Between the October closing of 9 to 5: The Musical’s Los Angeles tryout and the start of rehearsals for its April arrival on Broadway, the performers were on hiatus. Nevertheless, on a chill February day Andy Blankenbuehler was in his small Times Square studio, busily adjusting the choreography along with an assistant and five specially hired dancers. Not just working but sweating, trying out high-speed, stop-and-go moves for each member of a momentary crowd that converges to help change a scene.
The show, based on the 1980 movie comedy, is set in 1979, in the antediluvian days before the business world gave up typewriters, Rolodexes, and unblushing sexism. It centers on three fed-up female workers who decide to get back at their insufferable boss. Stephanie J. Block plays a newly hired divorcee; Megan Hilty is a country blond with a sexpot look and a monogamous marriage; and Allison Janney is the super-competent office manager who never gets promoted. Although the show has a lot of dancing, it’s not about the choreography per se, says Blankenbuehler: “It’s about the situations of these three women. A big part of that is the pulse and drive of the male-dominated world that’s eating them up.” It’s the choreography that puts that energy onstage.
The musical, directed by Joe Mantello, has songs by Dolly Parton (who starred in the film with Jane Fonda and Lily Tomlin). After L.A., the creators decided to replace two numbers and, of course, to tweak some others. Today, Blankenbuehler is tweaking, adding some byplay between dancers here, squaring off a hiked shoulder there, and closing up the spacing between dancers to provide a tighter screen for Block’s costume change. When the problems are all solved, when each dancer has been given individual moves that mesh into a picture that is neither too simple nor overly ornate, they run through the sequence twice more as Blankenbuehler records it with his digital camera.
As with much of Blankenbuehler’s work, it’s layered and complicated. “We’re gonna just have to rehearse the hell out of it so it doesn’t look like a mess,” Blankenbuehler says to his assistant, Rachel Bress, before returning to his computer to see what’s next on his to-do list.
“I am the to-do list king,” he says, laughing, after the session ends. He’d started with 18 pages of items he wanted to work through before the beginning of rehearsals. He was now down to eight. But then he’d made another list to guide him for today, with this particular group of dancers.
“Every day when I’m in prep,” he explains, “I have different kinds of people in. Tomorrow we’re doing a new number from scratch, so I want really experimental people in the room, people who are dissimilar to me. I love having somebody who’s a contemporary dancer, somebody who’s a salsa dancer. Because then I’ll have my idea, and they’ll spin it off in different ways.”
Only one member of today’s crew, Jennifer Balagna, is actually in the 9 to 5 cast. Cynthia Salgado and Collin Baja are Juilliard-trained concert dancers. Abbie Cooper has toured with Broadway shows. Natalie Caruncho is a beginner. The to-do list ensures that “the room’s energy won’t die,” says Blankenbuehler. “I want one thing to lead to the next thing so everyone can contribute.”
His mania for preparation comes in part from working with Susan Stroman, for whom he danced in Big, Contact, and Steel Pier. “I learned so much from her,” he says. “She was the nicest person ever in the room, but so prepared. And that really makes the cast feel respected. I’ve been in situations as a dancer when there wasn’t any preparation, and I felt almost like nobody cared about us.”

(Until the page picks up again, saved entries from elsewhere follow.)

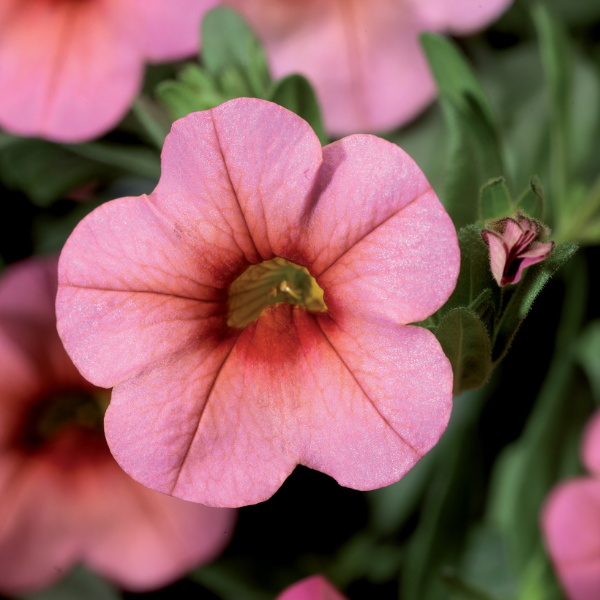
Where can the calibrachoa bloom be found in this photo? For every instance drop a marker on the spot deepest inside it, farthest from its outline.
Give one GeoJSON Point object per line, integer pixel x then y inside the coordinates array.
{"type": "Point", "coordinates": [69, 69]}
{"type": "Point", "coordinates": [571, 524]}
{"type": "Point", "coordinates": [63, 498]}
{"type": "Point", "coordinates": [311, 588]}
{"type": "Point", "coordinates": [251, 313]}
{"type": "Point", "coordinates": [363, 56]}
{"type": "Point", "coordinates": [515, 243]}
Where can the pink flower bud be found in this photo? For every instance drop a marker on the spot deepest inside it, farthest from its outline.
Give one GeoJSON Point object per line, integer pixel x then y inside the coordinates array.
{"type": "Point", "coordinates": [515, 243]}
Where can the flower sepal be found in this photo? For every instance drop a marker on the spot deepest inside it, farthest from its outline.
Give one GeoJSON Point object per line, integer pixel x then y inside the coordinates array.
{"type": "Point", "coordinates": [480, 320]}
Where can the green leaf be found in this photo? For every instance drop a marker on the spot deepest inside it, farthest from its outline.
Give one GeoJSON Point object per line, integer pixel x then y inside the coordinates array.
{"type": "Point", "coordinates": [50, 232]}
{"type": "Point", "coordinates": [233, 83]}
{"type": "Point", "coordinates": [485, 563]}
{"type": "Point", "coordinates": [137, 160]}
{"type": "Point", "coordinates": [391, 506]}
{"type": "Point", "coordinates": [78, 584]}
{"type": "Point", "coordinates": [494, 199]}
{"type": "Point", "coordinates": [466, 343]}
{"type": "Point", "coordinates": [588, 355]}
{"type": "Point", "coordinates": [6, 140]}
{"type": "Point", "coordinates": [463, 174]}
{"type": "Point", "coordinates": [179, 99]}
{"type": "Point", "coordinates": [449, 504]}
{"type": "Point", "coordinates": [155, 123]}
{"type": "Point", "coordinates": [531, 201]}
{"type": "Point", "coordinates": [527, 469]}
{"type": "Point", "coordinates": [44, 171]}
{"type": "Point", "coordinates": [295, 93]}
{"type": "Point", "coordinates": [194, 90]}
{"type": "Point", "coordinates": [557, 61]}
{"type": "Point", "coordinates": [475, 274]}
{"type": "Point", "coordinates": [228, 43]}
{"type": "Point", "coordinates": [462, 590]}
{"type": "Point", "coordinates": [454, 76]}
{"type": "Point", "coordinates": [475, 155]}
{"type": "Point", "coordinates": [523, 296]}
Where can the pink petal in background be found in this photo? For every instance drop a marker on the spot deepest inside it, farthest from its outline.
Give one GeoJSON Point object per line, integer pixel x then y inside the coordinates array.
{"type": "Point", "coordinates": [362, 56]}
{"type": "Point", "coordinates": [70, 70]}
{"type": "Point", "coordinates": [311, 588]}
{"type": "Point", "coordinates": [67, 500]}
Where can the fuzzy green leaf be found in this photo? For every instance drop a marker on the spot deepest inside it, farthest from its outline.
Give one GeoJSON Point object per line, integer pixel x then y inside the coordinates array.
{"type": "Point", "coordinates": [296, 94]}
{"type": "Point", "coordinates": [466, 343]}
{"type": "Point", "coordinates": [475, 155]}
{"type": "Point", "coordinates": [557, 61]}
{"type": "Point", "coordinates": [531, 201]}
{"type": "Point", "coordinates": [475, 275]}
{"type": "Point", "coordinates": [494, 199]}
{"type": "Point", "coordinates": [454, 76]}
{"type": "Point", "coordinates": [588, 355]}
{"type": "Point", "coordinates": [229, 43]}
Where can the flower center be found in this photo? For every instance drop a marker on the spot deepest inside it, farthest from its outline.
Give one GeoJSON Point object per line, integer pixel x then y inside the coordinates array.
{"type": "Point", "coordinates": [271, 282]}
{"type": "Point", "coordinates": [81, 409]}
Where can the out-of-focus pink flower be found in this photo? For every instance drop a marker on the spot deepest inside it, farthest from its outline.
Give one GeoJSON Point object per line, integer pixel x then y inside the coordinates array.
{"type": "Point", "coordinates": [515, 243]}
{"type": "Point", "coordinates": [571, 524]}
{"type": "Point", "coordinates": [203, 305]}
{"type": "Point", "coordinates": [63, 498]}
{"type": "Point", "coordinates": [311, 588]}
{"type": "Point", "coordinates": [69, 69]}
{"type": "Point", "coordinates": [363, 56]}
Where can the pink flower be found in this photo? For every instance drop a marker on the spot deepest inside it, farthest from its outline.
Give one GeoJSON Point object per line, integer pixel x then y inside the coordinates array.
{"type": "Point", "coordinates": [363, 56]}
{"type": "Point", "coordinates": [571, 524]}
{"type": "Point", "coordinates": [515, 243]}
{"type": "Point", "coordinates": [202, 304]}
{"type": "Point", "coordinates": [69, 69]}
{"type": "Point", "coordinates": [311, 588]}
{"type": "Point", "coordinates": [63, 498]}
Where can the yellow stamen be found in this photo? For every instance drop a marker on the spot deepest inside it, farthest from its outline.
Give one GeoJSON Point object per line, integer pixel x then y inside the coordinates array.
{"type": "Point", "coordinates": [272, 282]}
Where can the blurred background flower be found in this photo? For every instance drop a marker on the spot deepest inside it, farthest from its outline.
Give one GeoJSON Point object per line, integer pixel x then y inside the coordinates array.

He hastens to point out that while he’s “all about efficiency,” that doesn’t mean stifling his or others’ creativity. “You’re still going to change things on the spot,” he says. “I love the experimental quality in the room. But I feel like you have to steer it.”
In the past, the money for all the experimenting and tweaking that took place in his own studio was coming from his own pocket. Now that he has a Tony on his resumé—for the nonstop flow of Latin and hip hop dance he devised for In the Heights—he also has some negotiating juice. “But it’s still coming out of my pocket,” he sighs. “I’m never paid enough to make it come out even.”
He’s had the studio, with its windows overlooking 43rd Street and its little Fosse shrine of black derbies on the wall, for five years. The rent, which he began paying long before he had any income as a choreographer, will soon be $3,200 a month. “It’s a compromise, a sacrifice,” he admits. “But it has to be there for me. If I have to do a script revision, I pace the floor for eight hours. I can’t do that at home.”
Sylviane Gold writes for The New York Times and other publications.